What Is Pre-implantation Genetic Diagnosis (PGD)?

Pre-implantation genetic diagnosis, or PGD, refers to the genetic testing of an embryo for defects before implantation. This procedure was developed in the 1980’s in the United Kingdom as an alternative to other post conception diagnostic procedures, such as an amniocentesis. An amniocentesis can leave a couple with the excruciating decision of whether or not to terminate if there is a severe genetic problem. 

The pre-implantation genetic diagnosis procedure gives women the option to screen the embryo prior to implantation, therefore eliminating the risk of having to terminate the pregnancy should there be a genetic defect. This is a wonderful procedure meant to help and protect infertile, as well as fertile couples. Many fertile couples who have a genetic predisposition often opt to have PGD performed in order to ensure their child is healthy and free of these types of conditions.

PGD is often suggested by a fertility-treatment doctor when you or your partner are a carrier for or have a family history of deadly genetic defects, such as sickle cell, cystic fibrosis, or Rett syndrome, just to name a few. This is also suggested for women whom have had repeated failed pregnancies, already have a child with such a genetic abnormality, or have a partner with certain infertility issues.

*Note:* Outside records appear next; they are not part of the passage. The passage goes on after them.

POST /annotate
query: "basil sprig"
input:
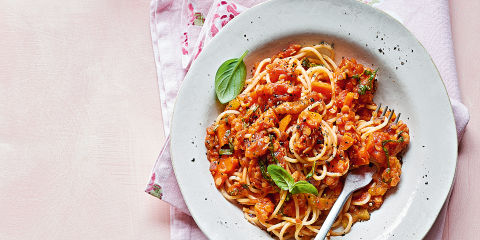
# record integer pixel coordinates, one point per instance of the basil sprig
(230, 79)
(362, 89)
(285, 181)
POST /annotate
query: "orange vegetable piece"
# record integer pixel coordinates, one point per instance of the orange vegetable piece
(346, 142)
(312, 119)
(226, 166)
(349, 99)
(264, 208)
(284, 123)
(323, 88)
(221, 134)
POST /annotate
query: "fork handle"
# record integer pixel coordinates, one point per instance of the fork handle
(337, 207)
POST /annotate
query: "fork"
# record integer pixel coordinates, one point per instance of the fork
(355, 180)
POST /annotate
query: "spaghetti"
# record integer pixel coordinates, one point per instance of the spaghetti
(315, 119)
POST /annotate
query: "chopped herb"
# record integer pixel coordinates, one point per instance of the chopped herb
(307, 64)
(228, 151)
(262, 163)
(310, 174)
(384, 142)
(362, 89)
(270, 148)
(225, 151)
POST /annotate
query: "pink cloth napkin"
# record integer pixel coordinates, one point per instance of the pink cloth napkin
(180, 30)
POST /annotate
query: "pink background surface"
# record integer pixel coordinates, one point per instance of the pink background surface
(80, 121)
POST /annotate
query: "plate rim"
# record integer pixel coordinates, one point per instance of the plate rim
(450, 182)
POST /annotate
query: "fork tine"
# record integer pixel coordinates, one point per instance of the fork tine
(374, 114)
(384, 111)
(390, 116)
(397, 118)
(378, 108)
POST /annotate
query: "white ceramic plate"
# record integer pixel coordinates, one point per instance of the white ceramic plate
(408, 82)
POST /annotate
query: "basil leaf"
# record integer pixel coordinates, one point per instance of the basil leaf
(281, 177)
(230, 78)
(262, 163)
(304, 187)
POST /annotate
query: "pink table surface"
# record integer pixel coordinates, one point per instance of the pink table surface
(80, 121)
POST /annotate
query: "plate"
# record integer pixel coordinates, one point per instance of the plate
(408, 82)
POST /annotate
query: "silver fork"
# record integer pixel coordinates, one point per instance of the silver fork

During an in vitro fertilization cycle, the eggs are extracted and inseminated with the man’s sperm. After insemination takes place the embryos are formed, it is now that PGD will take place to ensure that only the normal embryos will be used for implantation. This process increases the success rate of live births and decreases the amount of genetic defects.

Pre-implantation genetic diagnosis is not a procedure that makes genetically perfect children. It is simply put in place to ensure that your child does not have to endure a life of suffering and pain due to a genetic abnormality.